Contudo, não encontrei, na época, conteúdos com uma explicação mais simples e com foco numa abordagem mais prática da ferramenta de maneira que eu pudesse formar o imaginário de como utilizar isso tudo.

Dessa forma, à medida que venho estudando e utilizando profissionalmente um pouco do Docker no mundo da Ciência dos Dados, decidi compartilhar um pouco desse aprendizado para que de alguma forma possa auxiliar aqueles que também estão no início do aprendizado no mundo da Ciência dos Dados.

Assim, veremos esses conceitos juntamente com o desenvolvimento de uma API para um modelo simples de diagnóstico de doenças cardiovasculares e, em seguida, iremos colocá-la em um container usando o Docker. Além de aprendermos como realizar essa implementação, veremos também a real utilidade de se fazer isso e quais benefícios trazem para um projeto de desenvolvendo de soluções de Machine Learning.

Contudo, antes colocarmos a “mão na massa”, eu gostaria de passar por alguns conceitos de desenvolvimento de software e deploy de aplicações, pois, à medida que os conhecemos, podemos juntar melhor as peças desse complexo quebra-cabeças do deployment de modelos e, também, adaptar as metodologias e práticas aos nossos contextos. Vamos lá?

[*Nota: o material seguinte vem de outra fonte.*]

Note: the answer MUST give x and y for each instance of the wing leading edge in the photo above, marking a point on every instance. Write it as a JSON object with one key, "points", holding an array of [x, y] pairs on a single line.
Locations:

Buscando ser mais explicativo, embora não tanto quanto eu gostaria e conseguiria, dividi nossa conversa em quatro postagens, sendo eles:

0) Docker, deploy de modelos e Ciência dos Dados — parte 0/3: do ciclo de vida de desenvolvimento de software ao de Engenharia de Machine Learning (você está aqui)
1) Docker, deploy de modelos e Ciência dos Dados - parte 1/3: Servindo nosso modelo com Paython e Flask (link)
2) Docker, deploy de modelos e Ciência dos Dados — parte 2/3: O que são containers e como ‘dockerizar’ nossa Flask API (você está aqui)
3) Docker, deploy de modelos e Ciência dos Dados — parte 3/3: deploy rápido e fácil do nosso container no Heroku! (ainda a produzir)

Sumário:

0) Link do Repositório
1) Introdução
2) O deploy e o ciclo de desenvolvimento de software
3) O deploy e o ciclo de vida da Engenharia de Machine Learning
4) O contexto de negócio que usaremos nas postagens seguintes dessa série
5) Resumindo a solução que iremos desenvolver
6) Conclusão
7) Referências

0) Link do Repositório

Toda a solução que desenvolveremos na série das três postagens seguintes estará disponível nesse repositório no github.

1) Introdução

Na área de desenvolvimento de software, em geral, chega um momento em que é preciso disponibilizar o produto para o cliente ou demais interessados, seja quando ele já está pronto, seja no meio do projeto, para fins de teste/feedback e validação de hipóteses de negócio. O ciclo de um projeto de Machine Learning não é tão diferente.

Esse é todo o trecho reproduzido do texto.